Сбоев с презрением пожал плечами. Обед закончился в молчании.
9
Чем больше Аламасов обдумывал свой план, тем реальнее он ему казался. Этому способствовало и то, что "Онега" вышла наконец, и с палубы был виден теперь не порт с его кранами и серыми грудами апатитов, а покачивающаяся под бледным солнцем темно-зеленая, бутылочного цвета, равнина залива.
Он спал недолго, часа два, и проснулся освеженный, с ясной головой, с ощущением острой, готовой в любую минуту распрямиться мускульной силы.
Еще в 1935 году он задумал бежать за границу. Он был тогда начальником полярной станции на одном из отдаленных островов, и все, что он делал, было тайно направлено к этой не открывшейся на процессе цели.
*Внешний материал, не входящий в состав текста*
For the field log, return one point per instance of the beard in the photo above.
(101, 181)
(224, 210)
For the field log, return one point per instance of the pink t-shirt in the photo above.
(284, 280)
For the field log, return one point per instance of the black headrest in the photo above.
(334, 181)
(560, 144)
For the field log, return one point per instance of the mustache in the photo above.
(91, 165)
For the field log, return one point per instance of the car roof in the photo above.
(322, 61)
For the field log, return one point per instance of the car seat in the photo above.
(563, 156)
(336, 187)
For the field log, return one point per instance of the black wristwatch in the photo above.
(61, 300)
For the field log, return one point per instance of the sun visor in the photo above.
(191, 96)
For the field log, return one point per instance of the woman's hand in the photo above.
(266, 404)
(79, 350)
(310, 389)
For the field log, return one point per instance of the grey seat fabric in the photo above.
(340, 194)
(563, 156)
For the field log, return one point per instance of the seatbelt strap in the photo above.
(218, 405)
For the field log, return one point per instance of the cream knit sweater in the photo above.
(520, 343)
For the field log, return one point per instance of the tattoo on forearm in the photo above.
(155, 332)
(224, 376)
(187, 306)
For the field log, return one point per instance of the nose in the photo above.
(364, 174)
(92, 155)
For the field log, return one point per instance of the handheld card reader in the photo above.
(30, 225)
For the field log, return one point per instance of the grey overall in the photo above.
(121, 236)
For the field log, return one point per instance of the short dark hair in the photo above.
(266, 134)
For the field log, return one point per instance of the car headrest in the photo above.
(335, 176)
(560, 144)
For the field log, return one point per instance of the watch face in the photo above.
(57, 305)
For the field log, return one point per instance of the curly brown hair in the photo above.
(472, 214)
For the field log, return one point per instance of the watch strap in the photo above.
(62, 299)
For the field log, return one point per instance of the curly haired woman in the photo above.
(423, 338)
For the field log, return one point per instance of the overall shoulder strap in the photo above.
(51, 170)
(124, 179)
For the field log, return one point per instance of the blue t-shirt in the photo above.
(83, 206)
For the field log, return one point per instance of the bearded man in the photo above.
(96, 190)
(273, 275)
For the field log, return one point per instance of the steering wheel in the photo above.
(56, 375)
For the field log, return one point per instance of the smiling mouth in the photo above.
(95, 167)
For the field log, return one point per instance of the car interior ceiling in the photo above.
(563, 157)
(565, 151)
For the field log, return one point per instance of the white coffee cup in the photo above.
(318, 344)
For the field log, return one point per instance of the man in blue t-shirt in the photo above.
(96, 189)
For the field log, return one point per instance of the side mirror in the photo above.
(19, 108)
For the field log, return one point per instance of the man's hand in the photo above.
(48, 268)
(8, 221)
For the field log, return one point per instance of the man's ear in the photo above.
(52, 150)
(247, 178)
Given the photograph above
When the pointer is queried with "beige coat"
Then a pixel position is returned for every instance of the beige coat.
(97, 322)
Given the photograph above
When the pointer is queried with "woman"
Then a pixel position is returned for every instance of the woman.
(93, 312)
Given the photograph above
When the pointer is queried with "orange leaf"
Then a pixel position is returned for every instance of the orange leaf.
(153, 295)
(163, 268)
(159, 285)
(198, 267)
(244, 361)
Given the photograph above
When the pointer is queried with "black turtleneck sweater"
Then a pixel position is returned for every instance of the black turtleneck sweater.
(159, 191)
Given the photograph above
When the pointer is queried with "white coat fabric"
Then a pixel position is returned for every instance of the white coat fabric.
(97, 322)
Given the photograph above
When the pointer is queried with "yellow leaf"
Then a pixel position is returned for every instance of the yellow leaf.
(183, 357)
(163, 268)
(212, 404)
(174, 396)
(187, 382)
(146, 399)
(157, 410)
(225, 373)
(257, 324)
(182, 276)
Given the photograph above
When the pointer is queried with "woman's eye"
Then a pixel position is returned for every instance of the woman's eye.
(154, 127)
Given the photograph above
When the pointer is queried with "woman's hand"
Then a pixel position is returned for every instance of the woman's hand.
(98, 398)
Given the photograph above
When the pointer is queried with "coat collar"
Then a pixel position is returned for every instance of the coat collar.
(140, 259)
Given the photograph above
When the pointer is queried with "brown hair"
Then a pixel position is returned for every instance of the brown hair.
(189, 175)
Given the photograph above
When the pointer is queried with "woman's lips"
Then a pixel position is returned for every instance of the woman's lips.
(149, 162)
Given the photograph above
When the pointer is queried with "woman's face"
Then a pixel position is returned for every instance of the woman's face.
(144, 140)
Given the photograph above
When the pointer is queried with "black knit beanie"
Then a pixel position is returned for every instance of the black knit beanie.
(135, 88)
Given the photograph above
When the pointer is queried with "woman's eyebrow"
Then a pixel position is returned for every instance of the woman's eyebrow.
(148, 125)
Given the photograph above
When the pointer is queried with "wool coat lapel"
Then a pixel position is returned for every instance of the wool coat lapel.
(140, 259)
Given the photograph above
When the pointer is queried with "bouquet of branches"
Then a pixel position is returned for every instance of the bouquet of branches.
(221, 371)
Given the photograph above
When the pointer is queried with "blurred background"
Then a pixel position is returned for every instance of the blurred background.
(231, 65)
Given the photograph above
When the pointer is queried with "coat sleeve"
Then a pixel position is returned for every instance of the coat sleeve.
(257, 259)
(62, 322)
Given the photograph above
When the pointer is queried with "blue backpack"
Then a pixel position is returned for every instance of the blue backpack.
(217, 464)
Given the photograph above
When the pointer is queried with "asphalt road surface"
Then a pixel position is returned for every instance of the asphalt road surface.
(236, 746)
Ему удалось многое. Он подчинил зимовщиков, он заставил их повиноваться беспрекословно и слепо. Он разбогател, ограбив эскимосов. Тогда самое сложное было захватить пароход, который ждали на острове летом 1936 года. Теперь эта возможность явилась без напряжения, без усилий, как бы сама собой.
Окончательная цель - тогда Америка, а теперь Норвегия или Финляндия рисовалась ему одновременно и ослепительной и неопределенной. Для него ясным было только то, что он должен сделать сейчас, сегодня или, может быть, завтра. А сегодня или завтра нужно было захватить пароход.
Он не понимал, что именно эта особенность сознания, способного предвидеть только два-три шага вперед, и была причиной неудачи, едва не погубившей его в 1935 году. Но по складу характера, по направлению ума он должен был ежеминутно действовать в свою пользу - в большом и в малом.
Теперь, после подчинения Будкова, его ближайшей целью стал Николай Иванович Веревкин, в прошлом военный моряк.
10
Это был человек, который - единственный из всей команды заключенных - не только не подчинился старосте, но как бы не замечал, что все другие подчинились ему без возражений. У него была незаметная внешность - лысеющий блондин среднего роста, с аккуратным пробором. Он тщательно следил за чистотой белья и одежды. Со всеми он был равно приветлив, хотя и немногословен.